La prevención de la violencia es posible si se traduce en políticas públicas, siendo el Estado el único que está en condiciones de garantizarlas, además del imprescindible trabajo de las familias, los docentes y el resto de la sociedad civil.
Hay un sentido común instalado, un prejuicio que asocia la ley con el Estado policial, cuando debemos plantearlo al revés: la ley funciona como un tercero simbólico que intenta ordenar la violencia imaginaria, la lucha a muerte. El Otro lacaniano es lugar del lenguaje, de las normas simbólicas explícitas e implícitas que regulan la interacción social, que pacifican. Todas las personas deben someterse a la ley, en contra de los ideales mercantiles corporativos y de abuso que imparte el mercado. En ausencia de leyes o regulaciones quedamos expuestos a los caprichos del mercado, vehiculizados por la policía o la “buena voluntad” individual.

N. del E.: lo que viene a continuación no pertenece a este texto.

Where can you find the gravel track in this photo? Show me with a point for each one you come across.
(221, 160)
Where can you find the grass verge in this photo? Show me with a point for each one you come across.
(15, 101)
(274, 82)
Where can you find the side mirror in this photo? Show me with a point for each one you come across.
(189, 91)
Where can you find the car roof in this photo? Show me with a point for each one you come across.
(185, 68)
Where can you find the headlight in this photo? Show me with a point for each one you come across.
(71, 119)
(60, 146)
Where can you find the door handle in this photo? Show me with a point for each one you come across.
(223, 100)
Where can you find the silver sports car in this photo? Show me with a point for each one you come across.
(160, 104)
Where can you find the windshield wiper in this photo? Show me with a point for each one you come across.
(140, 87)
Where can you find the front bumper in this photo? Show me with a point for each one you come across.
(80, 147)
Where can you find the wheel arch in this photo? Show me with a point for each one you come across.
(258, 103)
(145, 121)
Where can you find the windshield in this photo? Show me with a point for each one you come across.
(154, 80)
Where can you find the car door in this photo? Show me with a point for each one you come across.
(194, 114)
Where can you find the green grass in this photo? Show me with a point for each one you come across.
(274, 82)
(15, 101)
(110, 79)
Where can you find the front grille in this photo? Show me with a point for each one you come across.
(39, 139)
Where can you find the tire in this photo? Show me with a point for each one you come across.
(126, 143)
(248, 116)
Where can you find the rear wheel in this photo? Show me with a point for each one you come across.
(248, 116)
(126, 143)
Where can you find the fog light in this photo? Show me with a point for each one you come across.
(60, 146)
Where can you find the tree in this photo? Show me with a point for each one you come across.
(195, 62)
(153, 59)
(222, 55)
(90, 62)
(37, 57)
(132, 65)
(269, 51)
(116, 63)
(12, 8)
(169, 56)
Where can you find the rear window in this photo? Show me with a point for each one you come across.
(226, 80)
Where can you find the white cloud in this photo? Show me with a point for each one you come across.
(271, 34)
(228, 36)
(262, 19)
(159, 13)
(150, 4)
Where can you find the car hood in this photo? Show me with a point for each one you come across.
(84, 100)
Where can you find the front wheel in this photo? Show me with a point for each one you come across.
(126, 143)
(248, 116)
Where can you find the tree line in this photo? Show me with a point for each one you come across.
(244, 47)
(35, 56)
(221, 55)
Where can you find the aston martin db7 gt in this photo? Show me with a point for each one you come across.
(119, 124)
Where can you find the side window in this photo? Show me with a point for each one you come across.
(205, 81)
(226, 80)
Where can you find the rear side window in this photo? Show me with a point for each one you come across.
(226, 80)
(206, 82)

Frente a lo ilimitado y cruel del anudamiento que se produjo entre neoliberalismo y patriarcado, la tendencia es que ninguna relación social hospitalaria entre compañeros pueda existir. Frente a los estallidos imprevisibles, no hay interacción posible sin una regla proveniente del Estado que intente domesticar o al menos limitar y disminuir la violencia. Está demostrado que los controles de alcoholemia y la ley que limita el cigarrillo en lugares públicos disminuyeron el consumo y fueron socialmente eficaces.
Es cierto que la ley siempre falla, que no soluciona el problema completamente y que hay que inventar otras suplencias sintomáticas.
Para reinstalar el prójimo, rechazado y devaluado por el individualismo neoliberal, será necesario volver a pactar la cultura. Habrá que fortalecer lo simbólico, la ley, que no implica mano dura ni baja de la edad de imputabilidad, ni la lógica de culpa y castigo, sino la posibilidad de la reparación del daño hacia la víctima, el grupo de pertenencia y el mismo agente del acto violento. La educación sexual integral con perspectiva de género y una ley contra el bullying son decisiones políticas que apuntan directamente al corazón del cambio cultural.
Refundar la democracia implica ir en contra de los valores machistas y neoliberales instalados, escuchar los ruidos perturbantes y las voces de la calle como llamados del pueblo, transformándolos en demandas políticas capaces de producir cada vez más democracia como premisa, sin punto de llegada, cuyo límite es la política. Una democracia sensible orientada por el género y la solidaridad que priorice la justicia y la igualdad.